Пограничники, укрывшись за камнями, начали заряжать винтовки. Капитан рискнул выглянуть из-за камня, чтобы оценить обстановку. Неужели не заметили? Османийцы заняли позицию за каменной грядой, изготовились к стрельбе, и было их намного больше сотни. Командовавший ими офицер уже вытащил саблю из ножен. Алекс повернулся к лежавшему справа ефрейтору.
— Как только офицер поднимет саблю.
Пограничник понимающе кивнул и припал к прицелу. Теперь оставалось только надеяться, что у османийского командира хватит выдержки и хладнокровия подпустить штурмующую колонну поближе.
Сухо треснул одиночный выстрел.
— Огонь!
Команду заглушил грохот выстрелов. Османийцы внизу не сразу сообразили, что именно происходит, их командир был убит первым, так и не успев приказать открыть огонь.

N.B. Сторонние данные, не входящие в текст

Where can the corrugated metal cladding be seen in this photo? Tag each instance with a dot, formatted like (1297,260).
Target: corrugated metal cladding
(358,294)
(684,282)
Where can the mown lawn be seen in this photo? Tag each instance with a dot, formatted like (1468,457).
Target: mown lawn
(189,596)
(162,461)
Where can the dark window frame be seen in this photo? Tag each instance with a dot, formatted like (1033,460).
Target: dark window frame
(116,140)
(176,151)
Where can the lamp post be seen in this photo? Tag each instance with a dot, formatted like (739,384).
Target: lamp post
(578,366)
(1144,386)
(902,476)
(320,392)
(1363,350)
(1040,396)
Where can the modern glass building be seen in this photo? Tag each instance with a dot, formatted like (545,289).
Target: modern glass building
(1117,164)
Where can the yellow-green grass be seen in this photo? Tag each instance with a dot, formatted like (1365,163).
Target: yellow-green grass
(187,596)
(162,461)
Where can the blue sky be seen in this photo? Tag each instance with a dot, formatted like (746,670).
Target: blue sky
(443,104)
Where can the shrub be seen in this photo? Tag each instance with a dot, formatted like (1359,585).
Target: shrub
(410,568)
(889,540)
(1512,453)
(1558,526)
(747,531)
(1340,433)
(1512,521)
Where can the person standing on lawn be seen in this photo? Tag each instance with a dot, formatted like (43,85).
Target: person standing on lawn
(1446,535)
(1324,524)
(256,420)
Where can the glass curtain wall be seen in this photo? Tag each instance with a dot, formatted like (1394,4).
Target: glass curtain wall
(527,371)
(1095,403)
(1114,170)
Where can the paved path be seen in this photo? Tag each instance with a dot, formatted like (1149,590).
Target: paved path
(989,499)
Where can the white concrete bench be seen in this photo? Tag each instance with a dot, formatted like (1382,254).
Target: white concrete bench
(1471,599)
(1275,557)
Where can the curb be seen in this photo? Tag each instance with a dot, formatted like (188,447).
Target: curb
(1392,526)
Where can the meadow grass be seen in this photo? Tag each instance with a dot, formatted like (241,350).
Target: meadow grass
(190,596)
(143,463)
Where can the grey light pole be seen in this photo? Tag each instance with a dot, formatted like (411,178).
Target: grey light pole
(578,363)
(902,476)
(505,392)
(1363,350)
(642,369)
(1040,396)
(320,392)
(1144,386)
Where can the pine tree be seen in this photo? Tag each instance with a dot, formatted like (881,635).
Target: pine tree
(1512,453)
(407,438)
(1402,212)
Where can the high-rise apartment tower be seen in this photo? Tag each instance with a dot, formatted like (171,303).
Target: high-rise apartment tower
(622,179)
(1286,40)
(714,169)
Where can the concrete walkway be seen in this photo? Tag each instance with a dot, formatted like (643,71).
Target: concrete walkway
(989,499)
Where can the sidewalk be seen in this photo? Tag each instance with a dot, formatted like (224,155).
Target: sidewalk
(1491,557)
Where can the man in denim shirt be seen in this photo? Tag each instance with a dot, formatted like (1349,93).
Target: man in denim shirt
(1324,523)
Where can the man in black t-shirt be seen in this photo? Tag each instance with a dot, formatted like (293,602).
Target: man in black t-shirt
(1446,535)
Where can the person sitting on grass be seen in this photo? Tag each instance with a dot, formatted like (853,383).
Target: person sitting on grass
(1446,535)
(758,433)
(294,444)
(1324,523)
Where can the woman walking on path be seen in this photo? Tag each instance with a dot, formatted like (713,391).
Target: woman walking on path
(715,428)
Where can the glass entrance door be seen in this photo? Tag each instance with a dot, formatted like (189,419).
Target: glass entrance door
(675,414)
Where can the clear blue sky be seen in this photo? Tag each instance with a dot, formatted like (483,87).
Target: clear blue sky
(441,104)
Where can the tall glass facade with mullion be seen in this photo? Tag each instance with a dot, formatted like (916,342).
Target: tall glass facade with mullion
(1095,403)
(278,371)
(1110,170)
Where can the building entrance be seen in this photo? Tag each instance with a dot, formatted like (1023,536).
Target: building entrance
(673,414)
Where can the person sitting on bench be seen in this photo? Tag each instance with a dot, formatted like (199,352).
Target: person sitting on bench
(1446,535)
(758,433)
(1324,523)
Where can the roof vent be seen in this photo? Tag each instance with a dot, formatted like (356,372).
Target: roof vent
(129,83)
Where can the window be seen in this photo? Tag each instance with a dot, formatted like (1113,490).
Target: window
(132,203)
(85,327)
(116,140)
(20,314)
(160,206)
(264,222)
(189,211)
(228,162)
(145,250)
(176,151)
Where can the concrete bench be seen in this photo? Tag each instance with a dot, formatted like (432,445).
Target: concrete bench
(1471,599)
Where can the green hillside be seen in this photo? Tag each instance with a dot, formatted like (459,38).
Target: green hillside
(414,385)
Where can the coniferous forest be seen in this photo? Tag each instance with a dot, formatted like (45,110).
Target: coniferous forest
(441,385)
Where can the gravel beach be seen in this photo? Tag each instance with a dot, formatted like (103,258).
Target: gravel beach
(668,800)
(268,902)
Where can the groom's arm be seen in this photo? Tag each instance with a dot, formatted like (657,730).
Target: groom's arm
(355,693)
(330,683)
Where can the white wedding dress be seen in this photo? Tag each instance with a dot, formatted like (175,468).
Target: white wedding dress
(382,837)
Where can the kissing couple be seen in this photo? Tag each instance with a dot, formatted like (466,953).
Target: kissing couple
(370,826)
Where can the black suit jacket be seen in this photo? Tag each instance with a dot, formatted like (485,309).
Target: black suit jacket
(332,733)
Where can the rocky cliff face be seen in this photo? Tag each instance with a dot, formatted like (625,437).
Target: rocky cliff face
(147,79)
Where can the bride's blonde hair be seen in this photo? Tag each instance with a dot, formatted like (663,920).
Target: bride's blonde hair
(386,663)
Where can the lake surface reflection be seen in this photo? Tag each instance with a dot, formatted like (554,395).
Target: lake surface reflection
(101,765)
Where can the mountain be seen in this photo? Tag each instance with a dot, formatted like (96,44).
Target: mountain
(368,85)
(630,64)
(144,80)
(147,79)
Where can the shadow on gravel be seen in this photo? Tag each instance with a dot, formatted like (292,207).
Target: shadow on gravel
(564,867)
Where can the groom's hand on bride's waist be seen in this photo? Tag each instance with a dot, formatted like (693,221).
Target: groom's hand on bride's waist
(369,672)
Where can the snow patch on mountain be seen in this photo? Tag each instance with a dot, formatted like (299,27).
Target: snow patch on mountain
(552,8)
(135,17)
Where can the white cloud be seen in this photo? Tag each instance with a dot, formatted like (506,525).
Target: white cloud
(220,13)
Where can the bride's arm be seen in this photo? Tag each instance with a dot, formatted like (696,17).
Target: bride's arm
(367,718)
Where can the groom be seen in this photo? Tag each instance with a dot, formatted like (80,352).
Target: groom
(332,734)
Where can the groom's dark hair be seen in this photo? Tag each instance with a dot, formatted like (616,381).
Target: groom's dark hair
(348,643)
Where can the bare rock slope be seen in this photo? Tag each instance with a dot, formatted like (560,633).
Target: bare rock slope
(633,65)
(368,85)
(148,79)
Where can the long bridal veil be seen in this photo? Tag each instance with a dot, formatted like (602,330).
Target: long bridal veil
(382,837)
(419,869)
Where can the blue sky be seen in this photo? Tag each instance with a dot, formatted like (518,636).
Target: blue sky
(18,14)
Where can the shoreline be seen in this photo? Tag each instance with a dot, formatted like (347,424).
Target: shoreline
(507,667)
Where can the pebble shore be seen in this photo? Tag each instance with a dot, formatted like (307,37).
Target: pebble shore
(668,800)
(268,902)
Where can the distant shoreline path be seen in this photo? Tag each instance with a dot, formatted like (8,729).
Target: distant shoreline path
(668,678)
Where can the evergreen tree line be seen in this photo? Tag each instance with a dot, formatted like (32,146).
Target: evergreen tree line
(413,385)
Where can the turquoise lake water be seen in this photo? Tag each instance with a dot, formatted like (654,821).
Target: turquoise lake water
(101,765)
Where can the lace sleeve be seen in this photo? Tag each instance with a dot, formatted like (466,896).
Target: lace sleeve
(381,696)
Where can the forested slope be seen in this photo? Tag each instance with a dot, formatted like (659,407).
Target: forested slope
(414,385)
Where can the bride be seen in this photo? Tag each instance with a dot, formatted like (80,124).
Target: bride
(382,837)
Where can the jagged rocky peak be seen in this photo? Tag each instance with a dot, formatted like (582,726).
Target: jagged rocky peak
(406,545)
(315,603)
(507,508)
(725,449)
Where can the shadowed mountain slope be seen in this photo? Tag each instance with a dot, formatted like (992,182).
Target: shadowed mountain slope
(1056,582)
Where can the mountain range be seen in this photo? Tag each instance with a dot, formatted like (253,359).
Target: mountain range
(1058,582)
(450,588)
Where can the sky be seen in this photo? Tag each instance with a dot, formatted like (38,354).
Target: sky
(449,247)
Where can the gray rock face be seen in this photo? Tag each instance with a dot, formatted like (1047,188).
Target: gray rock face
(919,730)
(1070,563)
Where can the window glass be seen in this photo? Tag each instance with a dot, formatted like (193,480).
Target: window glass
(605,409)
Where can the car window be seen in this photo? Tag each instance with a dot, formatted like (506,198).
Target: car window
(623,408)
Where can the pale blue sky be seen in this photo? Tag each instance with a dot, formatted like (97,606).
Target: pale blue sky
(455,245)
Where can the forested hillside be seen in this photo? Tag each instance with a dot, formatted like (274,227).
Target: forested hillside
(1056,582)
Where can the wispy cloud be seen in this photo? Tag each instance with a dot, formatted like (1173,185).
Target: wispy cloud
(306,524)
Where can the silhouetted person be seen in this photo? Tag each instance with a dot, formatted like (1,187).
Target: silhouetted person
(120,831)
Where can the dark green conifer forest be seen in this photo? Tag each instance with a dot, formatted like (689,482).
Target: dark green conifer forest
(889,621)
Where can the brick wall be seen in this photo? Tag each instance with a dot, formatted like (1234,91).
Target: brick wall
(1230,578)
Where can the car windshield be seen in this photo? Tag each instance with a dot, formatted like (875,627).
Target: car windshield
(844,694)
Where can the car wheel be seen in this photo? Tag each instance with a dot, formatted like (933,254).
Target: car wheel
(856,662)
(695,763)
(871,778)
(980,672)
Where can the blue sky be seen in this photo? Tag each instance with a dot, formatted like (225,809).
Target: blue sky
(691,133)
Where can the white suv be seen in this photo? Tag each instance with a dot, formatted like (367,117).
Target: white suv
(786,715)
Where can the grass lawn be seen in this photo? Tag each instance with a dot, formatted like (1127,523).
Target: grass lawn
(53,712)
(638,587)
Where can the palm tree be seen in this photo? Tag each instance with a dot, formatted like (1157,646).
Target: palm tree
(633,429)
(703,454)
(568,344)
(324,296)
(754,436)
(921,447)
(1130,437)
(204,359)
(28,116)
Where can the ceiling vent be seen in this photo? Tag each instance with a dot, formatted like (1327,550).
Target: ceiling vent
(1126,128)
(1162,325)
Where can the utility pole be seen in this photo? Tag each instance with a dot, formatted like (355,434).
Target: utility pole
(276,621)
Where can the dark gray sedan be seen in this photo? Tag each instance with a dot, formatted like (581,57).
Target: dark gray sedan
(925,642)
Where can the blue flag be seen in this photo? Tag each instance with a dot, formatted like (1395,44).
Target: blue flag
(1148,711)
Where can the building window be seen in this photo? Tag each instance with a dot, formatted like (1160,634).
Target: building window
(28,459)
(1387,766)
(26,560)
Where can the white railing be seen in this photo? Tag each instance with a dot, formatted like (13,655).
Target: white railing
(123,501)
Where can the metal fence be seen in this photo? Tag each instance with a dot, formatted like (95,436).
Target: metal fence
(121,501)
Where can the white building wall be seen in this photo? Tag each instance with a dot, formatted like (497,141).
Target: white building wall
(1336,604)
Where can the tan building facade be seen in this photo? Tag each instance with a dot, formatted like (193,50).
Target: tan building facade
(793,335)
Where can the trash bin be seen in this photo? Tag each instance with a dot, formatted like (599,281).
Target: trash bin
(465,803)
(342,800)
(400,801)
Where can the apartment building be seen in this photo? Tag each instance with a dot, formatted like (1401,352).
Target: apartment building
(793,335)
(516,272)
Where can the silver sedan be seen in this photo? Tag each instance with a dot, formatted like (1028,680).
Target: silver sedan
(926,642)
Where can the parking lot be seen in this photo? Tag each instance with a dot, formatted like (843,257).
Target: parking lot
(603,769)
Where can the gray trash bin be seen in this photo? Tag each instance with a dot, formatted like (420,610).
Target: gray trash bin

Если бы не предательский дым, выдавший позицию стрелков, можно было успеть дать второй залп. По отношению к пограничникам, позиция противника была крайне невыгодной, расположена ниже и почти лишена укрытий. И огонь османийцы вели вразнобой, но было их впятеро больше. Ответные пули загудели над головой, защелкали по камням.
И не только по камням. Ефрейтор справа дернулся, поймав пулю. Алекс вытащил из ранца бинт и добрался до раненого. Перевернул его на спину. Пуля вошла ниже правой ключицы.
— Терпи солдат, сейчас мы тебя перевяжем.
Неожиданно раненый прохрипел.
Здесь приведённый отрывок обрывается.